Esta conferência teve a presença de mais de 400 delegados de 32 países, estando presente o Sr. Secretário de Estado da Segurança Social, Dr. Pedro Marques.

Gostaria de referir apenas um tema que foi muito focado nesta conferência, que considero muito importante e que, em geral, entre nós, não é tido como relevante.

“A existência de indicadores da qualidade de serviços prestados”
Como sabemos, quer a nível das instituições, quer a nível nacional em geral, a existência de indicadores de gestão é muito limitada e muito menos os indicadores de qualidade, que são os mais importantes para possibilitar uma gestão de sucesso e sobreviver neste mundo global cada vez mais complicado de entender e de nele operar, o mercado exerce uma pressão violenta sobre as pessoas.

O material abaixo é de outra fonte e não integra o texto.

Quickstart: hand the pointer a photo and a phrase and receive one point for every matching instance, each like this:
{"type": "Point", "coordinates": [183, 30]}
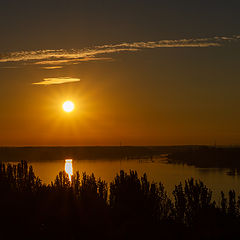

Com efeito, é necessário saber mais acerca dos resultados dos serviços sociais, sendo este conhecimento muito importante para:
- os gerentes e trabalhadores das instituições
- políticos e outros decisores públicos
- utilizadores dos serviços sociais
Este conhecimento torna-se importante quando:
- é parte de uma avaliação dos diferentes serviços e resultados desses serviços
- cada avaliação inclui um tipo de comparação quer contra objectivos, períodos passados ou contra outros serviços
As avaliações e comparações são indispensáveis para a melhoria da qualidade.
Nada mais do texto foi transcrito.